È ancora l’assessore a rimandare alla direzione Ecologia le scelte sull’organigramma. Quelle stesse scelte che hanno fatto sì che un lavoratore come Fazio abbia scalato molto rapidamente i vertici degli uffici, fino a diventare il responsabile dell’esecuzione del servizio di igiene urbana in città. Passando prima dal gabinetto del sindaco e successivamente dagli uffici dell’Ecologia. Dove il suo dirigente era Leonardo Musumeci, anche lui adesso sotto indagine della magistratura. «Come era Fazio poteva essere un’altra persona – prosegue l’esponente della giunta – Non è una scelta politica. La gestione dipende da altri. In ogni caso perché evidentemente era una persona che lavorava». Eppure, prima degli arresti di ieri, le perplessità sull’operato di Fazio erano emerse anche sulla stampa. Era stato proprio questo giornale a sottolineare la mancata erogazione delle sanzioni per i disservizi del raggruppamento Seneco, composto da Senesi ed Ecocar. Il proprietario di quest’ultima sarebbe stato il corruttore di Rosso e Fazio, tramite il pagamento di affitti, vacanze, computer e cellulari.

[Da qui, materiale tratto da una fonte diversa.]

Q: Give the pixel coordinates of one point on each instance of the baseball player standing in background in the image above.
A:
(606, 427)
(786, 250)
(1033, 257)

«Noi costantemente monitoriamo la questione – afferma l’assessore in riferimento alle penali – e abbiamo attuato degli articolati cambiamenti di organigramma». Vale a dire la rimozione di Fazio dal ruolo di responsabile dell’esecuzione dell’appalto, avvenuta solo dopo gli approfondimenti di MeridioNews e le accuse del movimento politico Catania bene comune sugli importi delle multe comminate a Seneco. «I rapporti tra controllore e controllato non venivano rispettati neanche a livello formale», risponde a questa testata l’ingegnere Salvatore Cocina, che da novembre 2014 a novembre 2015 ha gestito l’ufficio Ecologia del Comune di Catania. È stato lui ad andare via dopo un pesante scontro con il sindaco a proposito proprio dell’applicazione delle penali, ma alle ditte all’epoca in servizio: Ipi-Oikos. Sentito dai magistrati, Cocina aveva parlato – all’inizio del 2017 – di familiarità tra Fazio e i lavoratori e di un’interessamento del primo affinché le multe non partissero.
«L’indagine di oggi dimostra che dietro a quella familiarità c’erano scambi di favori – continua l’ex dirigente comunale – Durante la mia gestione io ho rigidamente applicato il contratto, che prevedeva delle penali. Sia quelle sugli obiettivi di qualità del servizio, sia quelle sul mancato raggiungimento dei livelli di differenziata. Si è creato un clima ostile e sono venute meno le condizioni di fiducia con l’amministrazione». Un eufemismo usato per definire, in realtà, un muro contro muro con il primo cittadino. «La magistratura ha ristabilito la verità», conclude l’attuale dirigente regionale del dipartimento Rifiuti.